April 17, 1945
When Roosevelt College was founded in 1945, segregation dominated higher education. Many private universities limited the number of Jewish, Catholic and black students they accepted. To screen out “undesirable” applicants, they required photos, personal interviews or the names of all four grandparents on applications.
One exception was the Central YMCA College in Chicago. The school enrolled a diverse group of 2,240 men and women and called itself “liberal in spirit.” By the 1940s, however, college president Edward Sparling began to clash with the Y over admissions quotas and discrimination.
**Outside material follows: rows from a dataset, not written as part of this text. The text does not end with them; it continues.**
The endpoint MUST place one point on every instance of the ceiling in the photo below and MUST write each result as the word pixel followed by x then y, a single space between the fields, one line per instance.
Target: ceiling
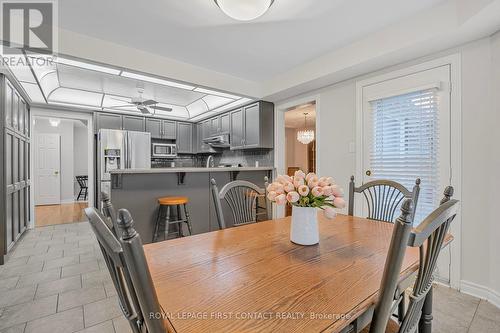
pixel 196 32
pixel 57 82
pixel 295 118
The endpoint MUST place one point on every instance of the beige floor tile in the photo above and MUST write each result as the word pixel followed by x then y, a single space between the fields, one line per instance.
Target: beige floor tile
pixel 100 311
pixel 121 325
pixel 16 296
pixel 80 268
pixel 18 314
pixel 58 286
pixel 61 262
pixel 35 278
pixel 62 322
pixel 80 297
pixel 106 327
pixel 14 329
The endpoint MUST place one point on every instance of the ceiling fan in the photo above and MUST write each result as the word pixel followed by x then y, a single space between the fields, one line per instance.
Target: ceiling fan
pixel 142 104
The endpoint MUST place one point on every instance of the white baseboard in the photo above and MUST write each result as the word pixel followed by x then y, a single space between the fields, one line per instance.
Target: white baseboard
pixel 479 291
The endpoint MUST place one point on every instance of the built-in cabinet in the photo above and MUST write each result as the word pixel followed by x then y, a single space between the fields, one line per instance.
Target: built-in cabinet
pixel 252 126
pixel 14 164
pixel 185 138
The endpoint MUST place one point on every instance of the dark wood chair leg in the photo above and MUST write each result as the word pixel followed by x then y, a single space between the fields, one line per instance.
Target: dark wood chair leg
pixel 425 324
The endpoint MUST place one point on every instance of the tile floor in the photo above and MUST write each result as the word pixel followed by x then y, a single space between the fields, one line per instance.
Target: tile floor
pixel 55 281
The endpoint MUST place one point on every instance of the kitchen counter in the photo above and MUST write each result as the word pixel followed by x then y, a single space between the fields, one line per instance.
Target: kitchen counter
pixel 188 169
pixel 138 191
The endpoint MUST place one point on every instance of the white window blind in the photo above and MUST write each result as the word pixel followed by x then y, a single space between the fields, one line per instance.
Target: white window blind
pixel 405 144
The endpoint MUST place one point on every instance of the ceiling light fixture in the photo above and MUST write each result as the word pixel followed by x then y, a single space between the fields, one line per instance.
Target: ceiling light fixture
pixel 151 79
pixel 86 65
pixel 216 93
pixel 305 136
pixel 244 10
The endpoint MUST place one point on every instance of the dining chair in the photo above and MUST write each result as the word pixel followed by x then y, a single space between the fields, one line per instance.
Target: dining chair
pixel 428 237
pixel 109 212
pixel 383 197
pixel 129 272
pixel 242 198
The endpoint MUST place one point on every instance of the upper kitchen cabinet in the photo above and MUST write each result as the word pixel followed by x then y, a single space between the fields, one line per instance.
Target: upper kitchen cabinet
pixel 252 126
pixel 133 123
pixel 169 129
pixel 185 138
pixel 108 121
pixel 153 126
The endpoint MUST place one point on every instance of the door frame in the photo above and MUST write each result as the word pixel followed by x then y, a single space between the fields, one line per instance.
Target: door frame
pixel 454 61
pixel 37 111
pixel 280 141
pixel 34 181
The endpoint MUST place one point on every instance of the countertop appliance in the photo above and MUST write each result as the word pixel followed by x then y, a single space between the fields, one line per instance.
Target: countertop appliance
pixel 218 141
pixel 163 150
pixel 120 150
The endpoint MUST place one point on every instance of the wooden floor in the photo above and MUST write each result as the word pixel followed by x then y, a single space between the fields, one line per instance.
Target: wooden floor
pixel 60 214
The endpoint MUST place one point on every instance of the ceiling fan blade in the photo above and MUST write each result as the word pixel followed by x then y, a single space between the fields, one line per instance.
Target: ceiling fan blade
pixel 161 108
pixel 121 100
pixel 143 109
pixel 120 106
pixel 149 102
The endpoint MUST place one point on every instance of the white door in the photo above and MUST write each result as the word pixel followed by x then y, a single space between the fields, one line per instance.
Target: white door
pixel 47 169
pixel 406 135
When the board told Sparling to prepare a racial and religious census of the student body, he refused, saying, “We don’t count that way.” The board demanded Sparling’s resignation and, in April 1945, 62 faculty members resigned with him in a historic walkout. Students also voted 448 to 2 in favor of separation.
Sparling and his supporters planned a new school — initially called Thomas Jefferson College — that would offer admission and equal rights to any qualified student. President Franklin Roosevelt had died on April 12 and two weeks later the school was renamed Roosevelt College.
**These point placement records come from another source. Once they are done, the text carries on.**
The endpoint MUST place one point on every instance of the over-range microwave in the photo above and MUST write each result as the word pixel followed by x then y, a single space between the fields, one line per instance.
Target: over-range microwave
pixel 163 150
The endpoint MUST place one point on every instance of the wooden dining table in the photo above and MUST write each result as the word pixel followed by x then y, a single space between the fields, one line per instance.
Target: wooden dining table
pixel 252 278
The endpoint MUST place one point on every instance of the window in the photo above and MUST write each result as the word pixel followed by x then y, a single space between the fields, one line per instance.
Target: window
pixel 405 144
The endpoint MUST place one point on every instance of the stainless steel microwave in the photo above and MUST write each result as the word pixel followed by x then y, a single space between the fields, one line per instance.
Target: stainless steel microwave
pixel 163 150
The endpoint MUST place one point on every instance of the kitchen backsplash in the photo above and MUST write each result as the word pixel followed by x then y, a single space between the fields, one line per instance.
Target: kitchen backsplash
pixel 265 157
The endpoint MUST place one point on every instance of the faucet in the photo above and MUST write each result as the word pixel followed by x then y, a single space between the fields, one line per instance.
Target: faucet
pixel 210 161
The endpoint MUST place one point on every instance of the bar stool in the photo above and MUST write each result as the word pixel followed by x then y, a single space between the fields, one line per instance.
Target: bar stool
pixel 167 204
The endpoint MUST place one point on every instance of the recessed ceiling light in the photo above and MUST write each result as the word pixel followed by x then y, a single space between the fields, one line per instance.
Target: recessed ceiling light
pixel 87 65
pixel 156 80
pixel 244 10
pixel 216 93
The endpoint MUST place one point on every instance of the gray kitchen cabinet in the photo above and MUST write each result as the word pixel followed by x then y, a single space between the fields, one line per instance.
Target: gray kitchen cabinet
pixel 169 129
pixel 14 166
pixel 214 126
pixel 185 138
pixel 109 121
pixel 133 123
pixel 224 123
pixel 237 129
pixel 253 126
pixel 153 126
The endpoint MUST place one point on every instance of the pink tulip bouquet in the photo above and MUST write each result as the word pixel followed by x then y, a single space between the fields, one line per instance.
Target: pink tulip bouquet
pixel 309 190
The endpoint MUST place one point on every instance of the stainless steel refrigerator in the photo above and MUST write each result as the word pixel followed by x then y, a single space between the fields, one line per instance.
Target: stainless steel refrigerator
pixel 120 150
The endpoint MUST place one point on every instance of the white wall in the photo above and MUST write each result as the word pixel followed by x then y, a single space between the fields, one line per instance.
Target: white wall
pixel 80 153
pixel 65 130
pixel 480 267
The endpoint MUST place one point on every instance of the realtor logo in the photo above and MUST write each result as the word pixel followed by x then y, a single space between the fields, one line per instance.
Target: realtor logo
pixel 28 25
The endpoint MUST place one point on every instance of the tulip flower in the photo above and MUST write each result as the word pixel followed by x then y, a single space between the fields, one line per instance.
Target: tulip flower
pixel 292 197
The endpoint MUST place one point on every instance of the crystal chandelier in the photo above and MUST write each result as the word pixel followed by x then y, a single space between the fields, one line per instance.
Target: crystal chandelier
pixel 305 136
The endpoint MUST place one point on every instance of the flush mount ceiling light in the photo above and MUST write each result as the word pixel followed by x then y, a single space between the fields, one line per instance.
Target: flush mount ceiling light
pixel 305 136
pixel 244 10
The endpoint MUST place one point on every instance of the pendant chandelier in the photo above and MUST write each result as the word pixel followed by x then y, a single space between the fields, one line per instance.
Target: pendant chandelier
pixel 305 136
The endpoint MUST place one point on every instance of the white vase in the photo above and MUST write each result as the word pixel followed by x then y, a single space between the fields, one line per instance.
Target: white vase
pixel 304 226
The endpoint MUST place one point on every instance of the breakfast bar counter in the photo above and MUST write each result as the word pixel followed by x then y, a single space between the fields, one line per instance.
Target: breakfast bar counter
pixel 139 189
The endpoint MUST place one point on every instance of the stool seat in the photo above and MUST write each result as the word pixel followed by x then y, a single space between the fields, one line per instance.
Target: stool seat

At a time when most American professors were white male Protestants, Roosevelt assembled one of the most diverse faculties in the country. About 1,200 students began classes at Roosevelt College in September 1945. The next year, Roosevelt acquired the famed Auditorium Building on Michigan Avenue. Five thousand students, from military veterans to new high school graduates, registered for classes in the fall of 1947.
An act of courage had created, as one journalist wrote, “a model of democracy in higher education.”